Detachment has bred ignorance, and out of ignorance has come the arrogant
delusion that our civilization has risen above nature and has set itself free
of its constraints. Agriculture and food security, erosion and salination, degradation
of natural ecosystems, depletion and pollution of surface waters and
aquifers, and decimation of biodiversity — all these processes, which involve
the soil directly or indirectly, have become mere abstractions to most people.
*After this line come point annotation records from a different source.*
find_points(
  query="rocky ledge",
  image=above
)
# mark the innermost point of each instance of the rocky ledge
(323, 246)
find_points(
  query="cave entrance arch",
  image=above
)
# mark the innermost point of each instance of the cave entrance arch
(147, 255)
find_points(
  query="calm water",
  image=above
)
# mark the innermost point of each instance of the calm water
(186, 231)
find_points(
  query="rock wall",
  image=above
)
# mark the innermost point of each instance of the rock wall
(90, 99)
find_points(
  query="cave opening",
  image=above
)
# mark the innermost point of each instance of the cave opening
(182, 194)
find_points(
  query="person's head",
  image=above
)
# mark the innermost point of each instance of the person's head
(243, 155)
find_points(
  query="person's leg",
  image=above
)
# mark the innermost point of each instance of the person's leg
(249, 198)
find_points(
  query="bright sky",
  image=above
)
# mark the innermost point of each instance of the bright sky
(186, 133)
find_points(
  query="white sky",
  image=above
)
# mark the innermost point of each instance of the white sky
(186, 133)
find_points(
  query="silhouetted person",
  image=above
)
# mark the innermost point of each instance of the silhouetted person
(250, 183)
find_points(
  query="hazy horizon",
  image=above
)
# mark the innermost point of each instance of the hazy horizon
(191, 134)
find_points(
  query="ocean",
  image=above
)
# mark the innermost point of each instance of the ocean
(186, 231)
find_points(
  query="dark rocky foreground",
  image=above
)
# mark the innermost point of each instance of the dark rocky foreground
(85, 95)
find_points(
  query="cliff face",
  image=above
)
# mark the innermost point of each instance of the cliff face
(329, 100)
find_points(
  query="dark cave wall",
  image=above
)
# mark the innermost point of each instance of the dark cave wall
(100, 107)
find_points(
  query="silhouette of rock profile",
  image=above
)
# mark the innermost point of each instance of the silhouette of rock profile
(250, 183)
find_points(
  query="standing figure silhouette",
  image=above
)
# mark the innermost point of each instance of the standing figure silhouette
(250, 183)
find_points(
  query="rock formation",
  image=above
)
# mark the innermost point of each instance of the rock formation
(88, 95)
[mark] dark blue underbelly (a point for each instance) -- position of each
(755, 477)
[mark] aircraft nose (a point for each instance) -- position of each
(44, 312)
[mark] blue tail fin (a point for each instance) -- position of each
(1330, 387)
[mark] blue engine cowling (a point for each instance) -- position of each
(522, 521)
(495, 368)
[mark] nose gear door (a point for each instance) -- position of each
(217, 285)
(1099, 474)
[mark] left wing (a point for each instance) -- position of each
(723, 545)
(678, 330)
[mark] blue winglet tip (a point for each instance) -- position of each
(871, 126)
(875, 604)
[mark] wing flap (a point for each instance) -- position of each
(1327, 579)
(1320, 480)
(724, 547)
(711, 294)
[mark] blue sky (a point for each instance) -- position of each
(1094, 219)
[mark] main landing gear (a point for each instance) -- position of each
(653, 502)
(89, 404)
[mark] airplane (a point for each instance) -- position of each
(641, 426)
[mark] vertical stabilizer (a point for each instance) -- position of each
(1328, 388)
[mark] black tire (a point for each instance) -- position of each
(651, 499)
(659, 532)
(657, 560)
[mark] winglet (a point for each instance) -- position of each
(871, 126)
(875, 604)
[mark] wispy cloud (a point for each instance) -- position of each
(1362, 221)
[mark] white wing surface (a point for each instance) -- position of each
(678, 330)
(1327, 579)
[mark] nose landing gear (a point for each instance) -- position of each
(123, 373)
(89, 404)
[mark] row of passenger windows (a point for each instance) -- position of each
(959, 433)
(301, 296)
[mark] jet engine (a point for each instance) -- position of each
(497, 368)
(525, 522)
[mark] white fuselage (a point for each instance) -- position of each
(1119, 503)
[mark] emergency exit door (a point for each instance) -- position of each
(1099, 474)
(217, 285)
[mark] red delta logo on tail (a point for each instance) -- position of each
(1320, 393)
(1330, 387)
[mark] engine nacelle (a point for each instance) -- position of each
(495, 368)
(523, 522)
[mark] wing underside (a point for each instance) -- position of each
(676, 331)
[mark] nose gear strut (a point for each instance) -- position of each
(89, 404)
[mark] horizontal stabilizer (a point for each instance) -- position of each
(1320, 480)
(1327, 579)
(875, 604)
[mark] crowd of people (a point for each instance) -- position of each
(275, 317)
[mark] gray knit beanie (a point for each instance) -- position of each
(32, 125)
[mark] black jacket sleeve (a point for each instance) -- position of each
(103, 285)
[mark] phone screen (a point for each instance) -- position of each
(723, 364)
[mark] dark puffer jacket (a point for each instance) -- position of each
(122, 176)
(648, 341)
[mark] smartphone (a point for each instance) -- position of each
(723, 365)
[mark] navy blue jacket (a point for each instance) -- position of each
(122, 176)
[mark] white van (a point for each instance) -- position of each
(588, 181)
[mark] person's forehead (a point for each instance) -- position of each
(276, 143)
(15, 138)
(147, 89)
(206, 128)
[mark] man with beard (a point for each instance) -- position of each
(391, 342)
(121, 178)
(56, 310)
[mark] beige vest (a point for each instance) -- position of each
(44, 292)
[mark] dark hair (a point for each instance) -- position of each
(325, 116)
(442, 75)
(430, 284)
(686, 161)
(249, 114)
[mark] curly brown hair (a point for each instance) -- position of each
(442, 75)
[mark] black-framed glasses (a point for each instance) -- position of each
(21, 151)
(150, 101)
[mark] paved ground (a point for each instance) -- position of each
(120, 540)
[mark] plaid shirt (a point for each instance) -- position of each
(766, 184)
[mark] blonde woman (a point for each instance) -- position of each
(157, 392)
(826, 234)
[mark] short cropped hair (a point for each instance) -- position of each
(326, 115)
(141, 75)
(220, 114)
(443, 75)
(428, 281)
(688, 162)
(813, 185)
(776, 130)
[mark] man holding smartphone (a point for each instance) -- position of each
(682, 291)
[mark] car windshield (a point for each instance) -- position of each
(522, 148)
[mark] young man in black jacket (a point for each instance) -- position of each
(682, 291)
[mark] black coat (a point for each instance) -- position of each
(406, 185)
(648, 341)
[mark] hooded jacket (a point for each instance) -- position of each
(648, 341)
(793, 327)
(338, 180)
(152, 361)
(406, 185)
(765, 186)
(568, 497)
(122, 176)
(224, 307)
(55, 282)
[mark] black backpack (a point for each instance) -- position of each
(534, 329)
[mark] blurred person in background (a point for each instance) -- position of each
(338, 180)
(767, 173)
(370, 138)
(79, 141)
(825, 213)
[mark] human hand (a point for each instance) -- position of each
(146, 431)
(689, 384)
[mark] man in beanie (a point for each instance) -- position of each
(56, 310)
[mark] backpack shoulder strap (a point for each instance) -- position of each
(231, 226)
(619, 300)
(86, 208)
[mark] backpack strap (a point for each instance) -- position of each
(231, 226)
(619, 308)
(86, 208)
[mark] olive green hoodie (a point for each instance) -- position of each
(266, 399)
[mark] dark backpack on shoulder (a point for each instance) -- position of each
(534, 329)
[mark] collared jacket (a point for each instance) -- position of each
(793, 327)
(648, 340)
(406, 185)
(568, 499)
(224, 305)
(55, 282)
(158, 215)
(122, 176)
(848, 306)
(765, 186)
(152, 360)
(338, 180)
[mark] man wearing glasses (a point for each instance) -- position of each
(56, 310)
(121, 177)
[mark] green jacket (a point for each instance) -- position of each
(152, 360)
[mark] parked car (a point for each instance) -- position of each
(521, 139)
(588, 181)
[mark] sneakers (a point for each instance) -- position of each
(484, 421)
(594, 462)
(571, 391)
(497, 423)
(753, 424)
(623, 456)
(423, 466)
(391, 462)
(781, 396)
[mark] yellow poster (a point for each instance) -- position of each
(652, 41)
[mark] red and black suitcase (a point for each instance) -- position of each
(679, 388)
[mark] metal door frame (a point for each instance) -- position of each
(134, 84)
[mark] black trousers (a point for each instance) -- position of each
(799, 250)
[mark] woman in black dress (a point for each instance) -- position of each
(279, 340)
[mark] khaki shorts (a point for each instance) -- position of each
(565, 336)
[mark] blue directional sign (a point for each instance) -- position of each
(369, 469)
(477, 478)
The very language we use betrays disdain for that common material underfoot,
often referred to as “dirt.” Some fastidious parents prohibit their children
from playing in the mud and rush to wash their “soiled” hands when the
children nonetheless obey an innate instinct to do so. Thus is devalued and
treated as unclean what is in fact the terrestrial realm’s principal medium of
purification, wherein wastes are decomposed and nature’s productivity is continually
rejuvenated.
Scientists who observe the soil discern a seething foundry in which matter
and energy are in constant flux. Radiant energy from the sun streams onto the
field and cascades through the soil and the plants growing in it. Heat is
exchanged, rainwater percolates in the intricate passages of the soil, plant
roots suck up that water and transmit it to their leaves, which transpire it back
to the atmosphere. The leaves absorb carbon dioxide from the air and synthesize
it with soil-derived water to form the primary compounds of life: carbohydrates,
fats, proteins, and numerous other compounds (many of which
provide medicinal as well as nutritional value). Oxygen emitted by the leaves
makes the air breathable for animals, which feed on and in turn fertilize the
plants.
The soil is thus a self-regulating biophysical factory, utilizing its own materials,
water, and solar energy. It also determines the fate of rainfall and snowfall
reaching the ground surface — whether the water thus received will flow
over the land as runoff or seep downward to the subterranean reservoir called
groundwater, which in turn maintains the steady flow of springs and streams.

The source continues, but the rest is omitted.